Sports

Playing Scrabble in a Pandemic

What are the risks of doing what you love doing? Who gets to decide when you have to stop?

A Scrabble board.
A board from the author’s Scrabble tournament in Charlottesville, Virginia.
Stefan Fatsis

Last weekend, my teenage daughter and I played in a Scrabble tournament in Charlottesville, Virginia. I finished third out of 18 players with a 10–6 record, won $300, and made some cool plays: QUINOAS for 102 points to open a game and HONOURS for 91 to close one; FANZINES, APNOEAS, BEANERY, EENSIER. She went 9–7 and took home $75. The players paused to remember a legendary champion who died recently. We swapped stories and analyzed our games. My daughter and I had fun. We also ate tapas in a crowded restaurant, and repeatedly stuck our hands into fabric bags filled with plastic Scrabble tiles, bags into which our opponents also stuck their hands over and over.

Before the tournament, I reminded players to wash their tiles and bags. (They’re an obvious germ vector, and also get really stinky.) There was hand sanitizer on the playing tables. My skin was so dry from spritzing and washing that my knuckles bled. But now—with “social distancing” and “self-quarantine” making early runs for 2020 Word of the Year—I’m questioning the wisdom, and ethics, of my decision to play.

When I drew my first tiles of the tournament—ADEEHIR; alas, HEADIER didn’t play, nor did the only possible eight-letter word, DEHAIRED—nobody in American society had started hanging CLOSED signs, particularly sports society. A week later, professional and college basketball are gone. So are baseball, soccer, hockey, football, golf, tennis, rugby, road races, car races, and chess and esports tournaments.

But the little world of competitive Scrabble is playing on, its official governing body declining to suspend play. The debate among players over whether games should continue is representative of the debates being waged in other corners of America that haven’t gone dark. People are still grabbing subway poles and flying in airplanes, believing Rush Limbaugh and Fox News. What are the risks of doing what you love doing? Who gets to decide when you have to stop?

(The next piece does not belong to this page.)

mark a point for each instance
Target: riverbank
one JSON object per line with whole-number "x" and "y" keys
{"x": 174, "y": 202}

Scrabble is owned by Hasbro Inc., but the toymaker has almost no involvement in the competitive game. The 2,200 active players, 150 or so clubs, and 400 or so tournaments a year are regulated by the North American Scrabble Players Association, which is funded by player dues and tournament participation fees. Hasbro grants NASPA a license to use the word “Scrabble” in its name and promotional efforts.

NASPA hasn’t ignored the coronavirus crisis. Its website includes a detailed COVID-19 wiki. The guidelines are all sensible, some are obvious, and a few very specific: Don’t play if you’ve tested positive, wash your hands, disinfect your equipment, use a smartphone app instead of a communal laptop to adjudicate word challenges. “If you have to sneeze or cough, and are not wearing a face mask, do so into a tissue or your elbow and away from all playing equipment and players,” the guidelines advise. “Then pause the [game timer] and call the director to discuss whether you should withdraw from the event.”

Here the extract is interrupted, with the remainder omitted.